Nose pressed to the woman’s neck, he runs it up to her ear, even when she pulls her head back, trying to get away from him.

You don’t have to have an English degree to read her body language. It’s screaming at him to fuck off, but he isn’t listening.

Me and my glass of tequila are across the bar, one eyebrow raised as I watch, so I can’t make out what words are being exchanged, but I recognize scum when I see it. I was around it for the first twenty-one years of my life.

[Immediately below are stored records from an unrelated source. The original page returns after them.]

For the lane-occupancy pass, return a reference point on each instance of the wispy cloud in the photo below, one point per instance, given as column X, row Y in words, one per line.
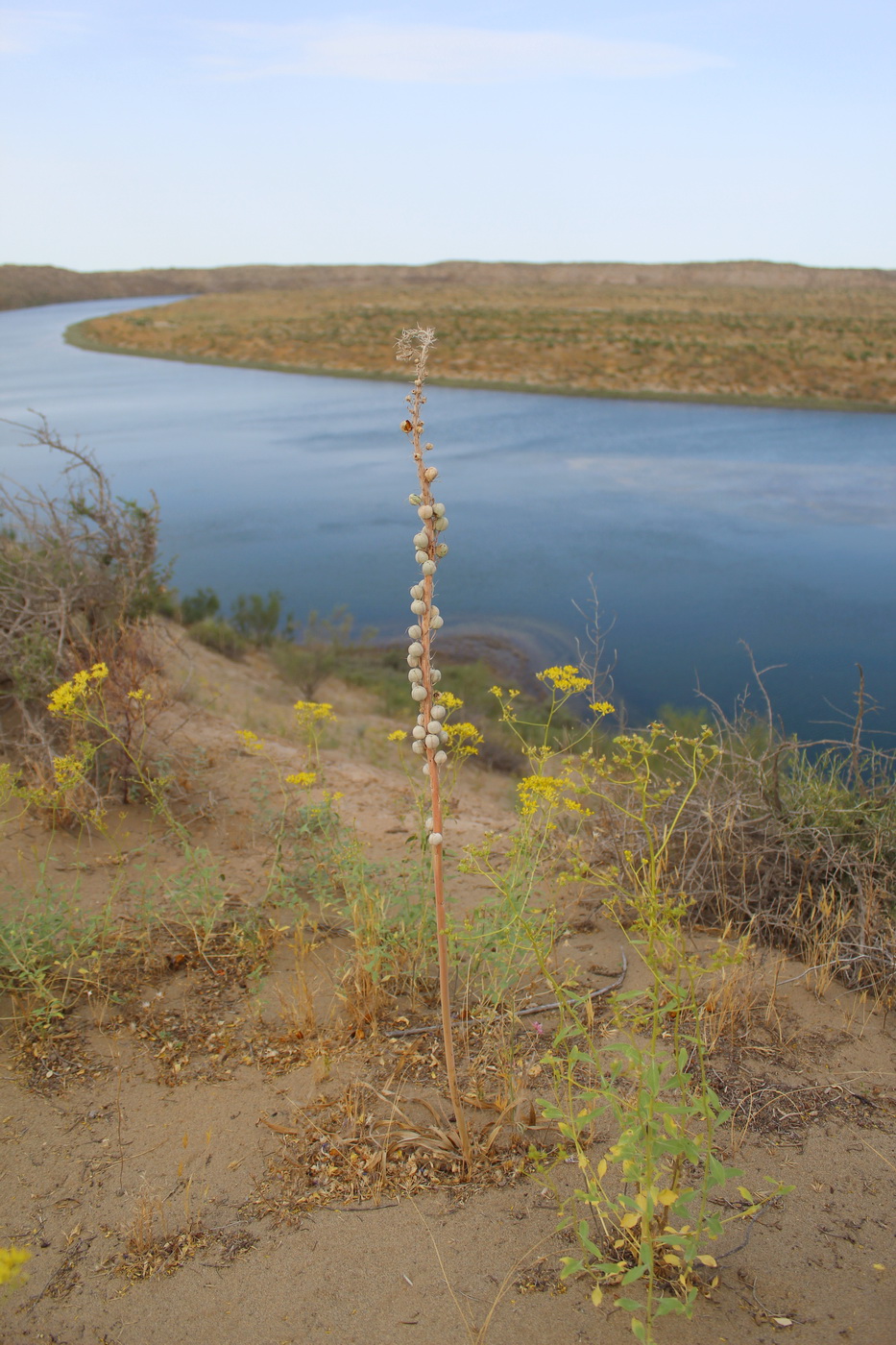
column 24, row 31
column 435, row 54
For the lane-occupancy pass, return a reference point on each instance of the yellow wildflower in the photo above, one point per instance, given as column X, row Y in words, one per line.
column 539, row 789
column 11, row 1261
column 567, row 678
column 69, row 770
column 251, row 740
column 66, row 697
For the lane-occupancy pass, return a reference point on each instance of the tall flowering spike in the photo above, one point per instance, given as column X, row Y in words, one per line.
column 429, row 737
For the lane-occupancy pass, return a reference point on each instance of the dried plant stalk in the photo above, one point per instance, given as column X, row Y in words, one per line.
column 429, row 735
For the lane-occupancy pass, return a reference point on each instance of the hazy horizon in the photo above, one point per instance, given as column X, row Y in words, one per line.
column 160, row 134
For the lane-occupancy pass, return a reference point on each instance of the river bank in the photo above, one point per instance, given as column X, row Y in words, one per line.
column 821, row 350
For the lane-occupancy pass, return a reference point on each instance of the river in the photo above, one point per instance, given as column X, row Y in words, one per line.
column 700, row 526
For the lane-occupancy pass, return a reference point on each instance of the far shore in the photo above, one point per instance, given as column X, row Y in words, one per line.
column 81, row 336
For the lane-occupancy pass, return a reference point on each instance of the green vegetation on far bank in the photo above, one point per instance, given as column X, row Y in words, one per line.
column 829, row 349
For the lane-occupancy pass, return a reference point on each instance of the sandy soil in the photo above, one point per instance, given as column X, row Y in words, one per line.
column 157, row 1159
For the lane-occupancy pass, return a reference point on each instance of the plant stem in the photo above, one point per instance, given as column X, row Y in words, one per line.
column 426, row 708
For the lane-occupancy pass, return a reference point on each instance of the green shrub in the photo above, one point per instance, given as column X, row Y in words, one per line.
column 254, row 618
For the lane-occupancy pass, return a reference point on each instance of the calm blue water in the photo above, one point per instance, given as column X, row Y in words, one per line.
column 700, row 525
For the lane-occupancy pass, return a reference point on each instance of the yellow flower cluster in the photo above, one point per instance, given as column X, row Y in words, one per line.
column 69, row 770
column 64, row 698
column 11, row 1261
column 539, row 789
column 463, row 739
column 308, row 712
column 567, row 678
column 251, row 740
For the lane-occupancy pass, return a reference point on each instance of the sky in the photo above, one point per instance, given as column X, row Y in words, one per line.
column 200, row 134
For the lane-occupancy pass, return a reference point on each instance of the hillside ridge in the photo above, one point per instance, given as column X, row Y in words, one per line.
column 27, row 286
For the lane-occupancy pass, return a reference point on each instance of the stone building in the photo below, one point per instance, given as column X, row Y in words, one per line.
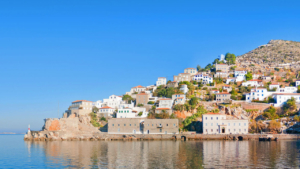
column 142, row 126
column 216, row 123
column 222, row 67
column 142, row 98
column 221, row 97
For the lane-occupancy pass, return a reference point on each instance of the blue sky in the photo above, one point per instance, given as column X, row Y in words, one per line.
column 59, row 51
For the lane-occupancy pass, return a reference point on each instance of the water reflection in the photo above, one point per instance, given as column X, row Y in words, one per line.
column 167, row 154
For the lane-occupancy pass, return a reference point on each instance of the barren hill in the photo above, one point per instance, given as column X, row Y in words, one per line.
column 275, row 53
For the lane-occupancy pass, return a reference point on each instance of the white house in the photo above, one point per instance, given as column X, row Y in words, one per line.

I take in the strangers’ interaction for just long enough to give her the chance to knee him in the balls, throw her drink in his face, gouge her nails through his flesh, anything to get him away from her.

Instead, she goes for subtle. Looks of annoyance, twitches, shrugging off his touches.

This loafer-wearing coglione doesn’t speak subtle.

Lucky for him, I can be loud and fucking clear.

Taking another slow draw from my silver tequila (neat, so I can feel the burn the way God intended), I unfold from the barstool and take steady steps toward them.

The monster doesn’t have safety instincts, the kind honed when you grow up in a life like I did. Clearly, or he’d feel the threat at his back.

Instead, he pushes on, trying to prey on someone he assumes is even weaker than he is. His body flush against hers, one hand sneaking back behind her body, beneath the bar, intent on taking what he wants.

Strolling by him, my hip knocks into him. Would’ve used my shoulder, if he was tall enough I could reach him with it. But I’m a survivor. I adapt.